I have implemented the tree building part of CART, but I'm wondering if it can be optimized. According to this quora answer, the complexity should be $\mathcal O(v \cdot n \log n)$ where $v$ is the number of features and $n$ the number of records.
Now my implementation looks as follows (in python, with some implementation details left out):
best_cost = float('inf')
best_split = None
for i in range(n_features):
for features, target in data:
left, right = list(), list()
for x, y in data:
if x[i] < features[i]:
left.append((x, y))
else:
right.append((x,y))
gini = 0
for node in [left, right]:
p = sum([1 if target == 1 else 0 for (feature, target) in node]) / len(node)
gini += calc_gini(p)
if gini < best_cost:
best_cost = gini
best_split = (left, right)
If I'm not mistaken the first loop (for i...) is the $v$, the second loop (for feature, target in...) is $n$ but then the third loop is identical to the second, making it $n^2$. So together $\mathcal O(vn^2)$.
I have a feeling that by sorting the data in some way, some loops can be stopped early.

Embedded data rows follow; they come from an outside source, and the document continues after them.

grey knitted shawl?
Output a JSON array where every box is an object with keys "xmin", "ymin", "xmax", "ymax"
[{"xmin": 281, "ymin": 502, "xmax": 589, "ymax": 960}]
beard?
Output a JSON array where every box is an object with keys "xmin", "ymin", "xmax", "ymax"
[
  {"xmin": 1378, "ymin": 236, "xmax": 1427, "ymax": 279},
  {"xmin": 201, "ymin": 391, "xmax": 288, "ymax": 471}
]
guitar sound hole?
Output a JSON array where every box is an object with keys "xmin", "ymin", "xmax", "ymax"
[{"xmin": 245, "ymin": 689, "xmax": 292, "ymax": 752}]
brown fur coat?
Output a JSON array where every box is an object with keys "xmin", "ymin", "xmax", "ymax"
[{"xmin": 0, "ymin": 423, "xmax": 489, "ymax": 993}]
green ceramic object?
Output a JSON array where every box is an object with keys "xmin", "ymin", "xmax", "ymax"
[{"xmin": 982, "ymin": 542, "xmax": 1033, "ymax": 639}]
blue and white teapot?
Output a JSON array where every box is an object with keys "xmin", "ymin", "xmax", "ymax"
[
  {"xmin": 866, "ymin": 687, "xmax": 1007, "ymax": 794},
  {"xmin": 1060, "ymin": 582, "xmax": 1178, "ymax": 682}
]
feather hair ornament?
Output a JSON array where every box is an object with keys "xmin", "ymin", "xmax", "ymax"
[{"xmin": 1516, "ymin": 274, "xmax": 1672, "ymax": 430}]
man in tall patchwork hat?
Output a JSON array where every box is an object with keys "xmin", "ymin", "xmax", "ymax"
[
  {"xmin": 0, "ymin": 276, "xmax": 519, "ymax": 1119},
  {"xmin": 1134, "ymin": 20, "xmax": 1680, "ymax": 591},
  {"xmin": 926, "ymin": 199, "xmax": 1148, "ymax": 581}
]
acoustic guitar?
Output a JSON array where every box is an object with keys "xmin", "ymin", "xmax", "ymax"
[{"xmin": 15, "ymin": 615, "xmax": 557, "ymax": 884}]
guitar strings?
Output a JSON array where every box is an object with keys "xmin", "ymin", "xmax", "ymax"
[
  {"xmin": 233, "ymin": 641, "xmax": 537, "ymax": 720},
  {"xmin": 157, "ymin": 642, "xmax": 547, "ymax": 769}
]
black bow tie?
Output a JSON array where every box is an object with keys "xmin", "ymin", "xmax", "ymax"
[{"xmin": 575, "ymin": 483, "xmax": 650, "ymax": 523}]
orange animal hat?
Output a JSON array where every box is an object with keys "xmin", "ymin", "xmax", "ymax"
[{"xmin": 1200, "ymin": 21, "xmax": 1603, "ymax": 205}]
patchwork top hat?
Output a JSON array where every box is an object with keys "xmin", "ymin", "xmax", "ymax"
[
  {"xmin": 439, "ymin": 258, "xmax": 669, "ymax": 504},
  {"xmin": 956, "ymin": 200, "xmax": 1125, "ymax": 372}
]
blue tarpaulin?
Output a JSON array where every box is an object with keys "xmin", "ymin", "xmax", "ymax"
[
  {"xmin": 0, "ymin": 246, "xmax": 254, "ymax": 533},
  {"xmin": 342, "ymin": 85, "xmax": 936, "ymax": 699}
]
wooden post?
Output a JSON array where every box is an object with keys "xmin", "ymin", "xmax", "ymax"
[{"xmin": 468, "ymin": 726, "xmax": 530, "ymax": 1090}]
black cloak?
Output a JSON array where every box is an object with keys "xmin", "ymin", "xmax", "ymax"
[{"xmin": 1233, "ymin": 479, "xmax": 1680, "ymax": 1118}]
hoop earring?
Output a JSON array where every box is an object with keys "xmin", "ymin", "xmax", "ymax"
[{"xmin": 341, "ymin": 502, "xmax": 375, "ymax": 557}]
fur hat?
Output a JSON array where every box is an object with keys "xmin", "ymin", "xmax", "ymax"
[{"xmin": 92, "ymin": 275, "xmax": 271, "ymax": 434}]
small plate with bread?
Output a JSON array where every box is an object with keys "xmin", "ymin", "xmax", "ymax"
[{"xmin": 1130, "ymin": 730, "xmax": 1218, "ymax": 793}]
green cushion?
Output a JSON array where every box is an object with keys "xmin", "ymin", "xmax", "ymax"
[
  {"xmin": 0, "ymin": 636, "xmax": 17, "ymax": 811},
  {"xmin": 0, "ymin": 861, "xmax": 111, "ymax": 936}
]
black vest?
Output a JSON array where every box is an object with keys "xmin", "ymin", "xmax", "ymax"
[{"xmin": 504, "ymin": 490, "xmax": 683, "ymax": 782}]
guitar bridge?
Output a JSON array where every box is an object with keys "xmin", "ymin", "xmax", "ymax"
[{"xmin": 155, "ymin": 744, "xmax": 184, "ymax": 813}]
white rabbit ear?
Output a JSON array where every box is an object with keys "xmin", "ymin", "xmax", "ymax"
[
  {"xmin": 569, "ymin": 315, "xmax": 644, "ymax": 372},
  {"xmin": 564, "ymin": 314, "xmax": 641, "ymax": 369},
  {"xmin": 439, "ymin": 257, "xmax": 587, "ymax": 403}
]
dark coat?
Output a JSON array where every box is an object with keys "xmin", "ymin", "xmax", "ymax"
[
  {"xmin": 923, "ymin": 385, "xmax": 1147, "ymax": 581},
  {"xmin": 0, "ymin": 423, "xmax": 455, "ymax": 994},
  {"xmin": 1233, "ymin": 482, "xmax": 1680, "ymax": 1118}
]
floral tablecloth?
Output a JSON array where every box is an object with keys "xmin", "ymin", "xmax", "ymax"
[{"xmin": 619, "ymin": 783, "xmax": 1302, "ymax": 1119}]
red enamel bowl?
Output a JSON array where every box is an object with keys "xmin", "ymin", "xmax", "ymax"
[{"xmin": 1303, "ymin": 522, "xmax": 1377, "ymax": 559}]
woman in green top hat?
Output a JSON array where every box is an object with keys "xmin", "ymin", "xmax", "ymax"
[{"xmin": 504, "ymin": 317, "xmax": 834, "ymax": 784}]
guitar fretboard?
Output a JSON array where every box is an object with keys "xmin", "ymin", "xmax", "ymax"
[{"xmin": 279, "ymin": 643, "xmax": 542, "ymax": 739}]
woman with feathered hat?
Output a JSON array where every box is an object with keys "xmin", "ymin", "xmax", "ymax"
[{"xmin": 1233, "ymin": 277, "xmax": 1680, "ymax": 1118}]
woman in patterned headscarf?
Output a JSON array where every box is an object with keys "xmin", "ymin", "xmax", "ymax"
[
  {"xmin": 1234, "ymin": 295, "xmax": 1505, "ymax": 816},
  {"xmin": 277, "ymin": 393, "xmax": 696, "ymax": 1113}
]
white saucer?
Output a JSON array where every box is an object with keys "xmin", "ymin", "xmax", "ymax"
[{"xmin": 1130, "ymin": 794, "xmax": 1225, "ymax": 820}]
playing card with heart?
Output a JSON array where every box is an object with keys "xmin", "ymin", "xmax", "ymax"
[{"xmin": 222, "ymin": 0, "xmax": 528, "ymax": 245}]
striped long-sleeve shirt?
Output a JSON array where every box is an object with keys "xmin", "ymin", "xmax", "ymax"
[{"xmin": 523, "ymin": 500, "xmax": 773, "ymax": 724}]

But to do that you have to order the data first which is at best $\mathcal O(vn \log n)$. Perhaps by sorting the data once, the whole tree can be build in the $nv \log n$ time order, tuhs the whole tree is built in $vn \log n + mvn \log n = (vn \log n)(1+m)$ where $m$ is the total resulting number of nodes, but this is pure speculation on my part.
How does the CART algorithm find the greedy best split in only $\mathcal O(v\cdot n \log n)$ time?